At the April meeting, Samuel Fletcher, a Princeton undergraduate in physics, was the Maria Goepper Mayer student, sponsored by Donat G. Wentzel, in honor of his late mother-in-law.  Fletcher spoke on "The Manhattan Project and its Effects on American Women Scientists."  He displayed extraordinary grace under pressure!  His planned talk had somehow disppeared in the Chicago airport.  He had reconstituted it the night before the Manhattan session as a power-point presentation.  And the projector failed completely.  It later transpired that some critical component had not been plugged in.  (Previous speakers in thesession had used overheads.)  But the speaker carried on, with fewer exact numbers and lists of names than he had planned, but with some extraordinarily interesting details.Fletcher cited the 1999 book by Ruth Howes and Caroline Herzenberg (who was at the meeting) on the women of "Manhattan" and its review by Margaret Rossiter.  Of about 130,000 people involved, about 300 were women at Los Alamos and another 100 or so women at Hanford.  There were also at least a few women working under the bleachers in Chicago (I knew one of them).  To a considerable extent, all were employed, full or part time, because of the labor shortage imposed by wartime conditions, though some of the women (Leona Marshall, LIbby is the one you will most probably have heard of) were every bit as qualified as many of the men.  They were, of course, paid less (though Dorrit Hoffleit, working at the Aberdeen Proving Ground in the same timeframe, received a gender-equal salary, once the authorities accepted that she had a Harvard PhD).

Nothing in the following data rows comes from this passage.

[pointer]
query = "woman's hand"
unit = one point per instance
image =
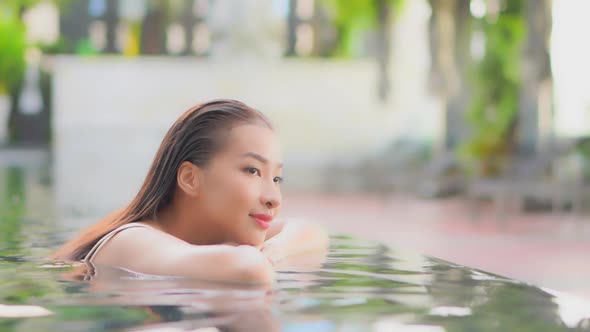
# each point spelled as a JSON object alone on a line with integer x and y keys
{"x": 295, "y": 238}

Many of the technically trained, though non-PhD, women worked as "computers," that is, processors of numerical data in accordance with algorithms laid down by others.  The extent to which various women were provided with household help, including child care, displayed an ambiguous (though not necessarily unfair) attitude toward their multi-tasking, highest priority going to those who worked full time and had children.  (The Los Alamos birthrate was remarkably high, presumably for other reasons.)

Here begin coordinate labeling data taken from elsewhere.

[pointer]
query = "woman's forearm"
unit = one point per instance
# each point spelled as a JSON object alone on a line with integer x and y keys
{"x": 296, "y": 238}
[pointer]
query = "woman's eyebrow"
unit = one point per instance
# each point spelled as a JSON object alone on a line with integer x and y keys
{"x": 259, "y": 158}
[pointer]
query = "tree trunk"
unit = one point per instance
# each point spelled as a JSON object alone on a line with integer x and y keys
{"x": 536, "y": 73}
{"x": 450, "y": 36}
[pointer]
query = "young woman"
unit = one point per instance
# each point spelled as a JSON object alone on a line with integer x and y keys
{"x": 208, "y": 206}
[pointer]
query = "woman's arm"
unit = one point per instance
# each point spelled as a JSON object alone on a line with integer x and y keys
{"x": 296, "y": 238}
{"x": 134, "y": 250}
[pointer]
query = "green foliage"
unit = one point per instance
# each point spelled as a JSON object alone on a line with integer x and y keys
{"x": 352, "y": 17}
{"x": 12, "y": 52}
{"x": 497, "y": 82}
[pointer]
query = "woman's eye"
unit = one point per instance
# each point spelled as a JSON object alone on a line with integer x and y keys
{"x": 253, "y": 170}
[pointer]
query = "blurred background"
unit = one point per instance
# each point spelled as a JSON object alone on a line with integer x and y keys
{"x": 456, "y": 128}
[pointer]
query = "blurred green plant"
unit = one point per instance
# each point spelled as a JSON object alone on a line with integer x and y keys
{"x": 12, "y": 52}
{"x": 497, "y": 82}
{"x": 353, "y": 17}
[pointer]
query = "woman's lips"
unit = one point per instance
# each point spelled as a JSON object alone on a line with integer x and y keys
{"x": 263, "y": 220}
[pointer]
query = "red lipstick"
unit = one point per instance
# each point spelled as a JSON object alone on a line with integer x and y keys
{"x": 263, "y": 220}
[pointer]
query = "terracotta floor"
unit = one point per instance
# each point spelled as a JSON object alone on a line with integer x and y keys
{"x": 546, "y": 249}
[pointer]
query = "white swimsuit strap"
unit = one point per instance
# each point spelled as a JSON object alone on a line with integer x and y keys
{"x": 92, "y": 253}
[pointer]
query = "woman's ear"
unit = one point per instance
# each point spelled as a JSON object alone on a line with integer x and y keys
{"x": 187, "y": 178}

In gross generalization of what the speaker said, one comes to a realization that participation in the Manhattan project was not the career-booster for women that it was for many of the men, who returned to civilian life with job offers at multiple prestigious institutions.

We are particularly pleased to note that Mr. Fletcher plans graduate work in philosophy of science at UC Irvine next year.